M. Jean Louis Masson. Monsieur le président, monsieur le secrétaire d’État, mes chers collègues, il est évident que je suis, comme tout le monde, horrifié par les exactions de l’État islamique et par toutes les pratiques scandaleuses par rapport aux droits de l’humanité relevées dans les pays arabes.
Cela étant, en France en particulier, il est quand même facile de se donner bonne conscience ! Il y a des centaines de milliers de morts en Libye, des centaines de milliers de morts en Syrie, mais la faute à qui ?

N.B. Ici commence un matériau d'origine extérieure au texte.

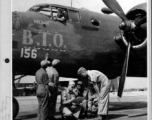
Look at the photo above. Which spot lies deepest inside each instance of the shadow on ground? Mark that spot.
(127, 105)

Qui est allé enclencher la guerre en Libye pour déstabiliser le gouvernement de Kadhafi, lequel n’était pas un ange ? (M. Antoine Lefèvre s’exclame.) Je conviens tout à fait que M. Kadhafi n’était pas un ange, mais du temps de Kadhafi, il y avait peut-être 1 000 ou 2 000 morts par an. Depuis que la France est allée faire la guerre chez Kadhafi – c’était M. Sarkozy qui, pour des raisons éventuelles d’intérêt national, et peut-être pour d’autres raisons moins avouables… (MM. Laurent Duplomb et Jackie Pierre s’exclament.)